October 30th, 2007 | No Comments | Posted by Laura Oliver in Online Journalism

The BBC News website celebrates its 10th birthday this week – though no exact date can be pinned down according to the corporation.

The look of the place has changed a lot in the last decade as this screengrab from December 1 1998, courtesy of the Way Back Machine internet archive, shows (though even then you can get your news in video and audio, and Gordon Brown still manages to top the bill).

BBC News website 1998

But the changes aren’t over given the recent goings on at the Beeb: the future promises an on-demand personalised news service, more user-generated content and an integrated multimedia newsroom.

Notably, BBC News Interactive – the department that set up the BBC’s news site – will cease to exist. In his blog, Steve Herrmann, former editor of BBC News interactive and now editor of BBC News website, says the integration process has ‘clear benefits’ for the website.
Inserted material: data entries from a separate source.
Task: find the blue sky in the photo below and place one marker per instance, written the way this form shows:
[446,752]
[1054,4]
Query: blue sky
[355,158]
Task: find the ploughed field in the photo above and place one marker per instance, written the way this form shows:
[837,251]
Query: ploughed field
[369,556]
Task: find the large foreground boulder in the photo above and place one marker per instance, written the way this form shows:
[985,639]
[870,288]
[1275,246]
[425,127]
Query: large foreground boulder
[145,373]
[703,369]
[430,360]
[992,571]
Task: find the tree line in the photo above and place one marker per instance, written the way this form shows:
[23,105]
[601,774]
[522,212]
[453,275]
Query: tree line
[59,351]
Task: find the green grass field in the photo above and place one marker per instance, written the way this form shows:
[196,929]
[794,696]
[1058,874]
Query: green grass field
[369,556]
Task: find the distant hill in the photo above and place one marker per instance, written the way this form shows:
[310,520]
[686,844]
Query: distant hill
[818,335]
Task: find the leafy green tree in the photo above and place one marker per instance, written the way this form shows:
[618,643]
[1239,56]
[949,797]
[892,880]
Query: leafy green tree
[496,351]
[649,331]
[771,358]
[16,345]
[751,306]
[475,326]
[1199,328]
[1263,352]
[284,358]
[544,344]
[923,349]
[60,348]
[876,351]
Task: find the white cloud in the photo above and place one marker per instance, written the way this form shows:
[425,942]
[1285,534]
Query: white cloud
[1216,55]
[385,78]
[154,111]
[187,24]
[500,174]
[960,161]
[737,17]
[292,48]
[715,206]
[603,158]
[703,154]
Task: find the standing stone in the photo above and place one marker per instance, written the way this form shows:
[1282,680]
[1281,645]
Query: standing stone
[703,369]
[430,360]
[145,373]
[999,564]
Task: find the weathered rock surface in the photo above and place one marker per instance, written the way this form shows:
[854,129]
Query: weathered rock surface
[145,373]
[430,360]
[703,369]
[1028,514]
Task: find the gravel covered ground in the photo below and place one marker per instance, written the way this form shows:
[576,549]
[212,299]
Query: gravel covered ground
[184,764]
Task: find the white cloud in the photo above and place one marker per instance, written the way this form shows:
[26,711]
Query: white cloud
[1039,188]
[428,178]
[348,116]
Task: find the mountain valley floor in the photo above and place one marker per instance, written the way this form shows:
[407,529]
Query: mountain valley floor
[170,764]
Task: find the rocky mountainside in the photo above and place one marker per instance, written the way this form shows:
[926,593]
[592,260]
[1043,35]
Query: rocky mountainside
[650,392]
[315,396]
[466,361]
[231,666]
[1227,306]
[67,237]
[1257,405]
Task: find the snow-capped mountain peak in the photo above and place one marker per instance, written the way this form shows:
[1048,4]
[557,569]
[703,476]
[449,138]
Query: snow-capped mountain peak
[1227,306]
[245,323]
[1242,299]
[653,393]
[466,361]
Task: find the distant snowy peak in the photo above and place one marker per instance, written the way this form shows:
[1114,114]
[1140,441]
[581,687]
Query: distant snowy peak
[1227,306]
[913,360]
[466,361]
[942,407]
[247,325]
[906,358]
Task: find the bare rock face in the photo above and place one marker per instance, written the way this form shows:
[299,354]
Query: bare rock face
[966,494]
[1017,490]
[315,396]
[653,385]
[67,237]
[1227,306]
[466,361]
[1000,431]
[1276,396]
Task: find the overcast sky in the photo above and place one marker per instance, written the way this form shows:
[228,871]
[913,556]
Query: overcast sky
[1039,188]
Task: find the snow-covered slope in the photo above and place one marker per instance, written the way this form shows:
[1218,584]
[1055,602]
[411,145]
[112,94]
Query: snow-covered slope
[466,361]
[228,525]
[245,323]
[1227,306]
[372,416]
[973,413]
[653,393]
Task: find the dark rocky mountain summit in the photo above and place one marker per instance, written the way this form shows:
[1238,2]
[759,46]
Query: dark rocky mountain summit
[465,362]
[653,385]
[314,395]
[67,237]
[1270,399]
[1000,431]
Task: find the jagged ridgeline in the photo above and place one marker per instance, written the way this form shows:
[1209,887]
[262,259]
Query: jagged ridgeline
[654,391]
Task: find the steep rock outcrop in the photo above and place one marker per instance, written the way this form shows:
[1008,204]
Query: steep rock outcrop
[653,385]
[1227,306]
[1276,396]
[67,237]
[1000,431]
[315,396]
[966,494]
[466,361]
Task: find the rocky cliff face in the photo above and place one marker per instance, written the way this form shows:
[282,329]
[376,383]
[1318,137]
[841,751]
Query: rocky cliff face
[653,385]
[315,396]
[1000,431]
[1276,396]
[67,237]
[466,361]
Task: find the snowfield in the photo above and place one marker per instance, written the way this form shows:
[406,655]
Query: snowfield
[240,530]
But Herrmann also acknowledges the risks involved. “From my point of view, I am concerned that the editorial coherence of the news website should not be sacrificed in the name of efficiency,” he writes. Shouldn’t integration naturally strengthen editorial coherence?

What the BBC News website will look like by the end of this year, let alone by the end of another ten, is anybody’s guess, but what would you keep and what should be the first thing to go?